Aluminum matrix composites (AMCs) reinforced with ceramic particles have potential for many industrial applications where weight saving is of primary concern. These composites offer improved properties such as increased strength, higher elastic modulus, higher service temperature and improved wear resistance as compared to the un-reinforced alloy. Recently, nano-composites have attracted most attention for their unique properties [1]. High-energy mechanical milling is a solid-state powder processing technique involving repeated welding, fracturing and re-welding of powder particles in a high-energy ball mill. Synthesizing of metal matrix nano-composites by this process has attracted a great interest due to its ability in distributing nano-sized reinforcement particles within the matrix alloy without the typical drawbacks of other processing methods. The capability of mechanical milling in synthesizing a variety of metal matrix nano-composites such as Mg/SiC [2], Cu/Al2O3 [3, 4], Zn/Al2O3 [5], Fe/TiC [6], Ni/AlN [7] and various aluminum matrix nano-composites [8,9,10,11] has been demonstrated.

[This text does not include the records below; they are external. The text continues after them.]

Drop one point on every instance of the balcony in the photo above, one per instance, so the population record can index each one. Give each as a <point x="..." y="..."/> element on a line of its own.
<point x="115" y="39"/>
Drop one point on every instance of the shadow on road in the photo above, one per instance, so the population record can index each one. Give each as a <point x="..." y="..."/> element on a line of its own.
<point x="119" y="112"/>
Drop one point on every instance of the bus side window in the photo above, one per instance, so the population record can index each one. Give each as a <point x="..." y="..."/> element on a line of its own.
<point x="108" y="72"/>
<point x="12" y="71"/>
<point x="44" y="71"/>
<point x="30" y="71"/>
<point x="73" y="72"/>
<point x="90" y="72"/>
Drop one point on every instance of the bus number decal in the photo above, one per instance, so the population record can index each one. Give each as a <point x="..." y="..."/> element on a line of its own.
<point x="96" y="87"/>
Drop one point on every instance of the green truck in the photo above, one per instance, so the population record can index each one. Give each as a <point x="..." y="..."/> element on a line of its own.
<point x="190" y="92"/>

The mechanical properties of AMCs are largely affected by the size and distribution of the second-phase particles. During the milling process, ductile powders undergo plastic deformation resulting in a gradual change in their morphology and size. Many parameters such as miller type, ball-to-powder weight ratio, characteristics of the balls, milling atmosphere, process control agent and temperature influence the powder particle size during milling. When composite powders are subjected to this process, their size is also affected by the type, volume fraction and size of the reinforcing particles.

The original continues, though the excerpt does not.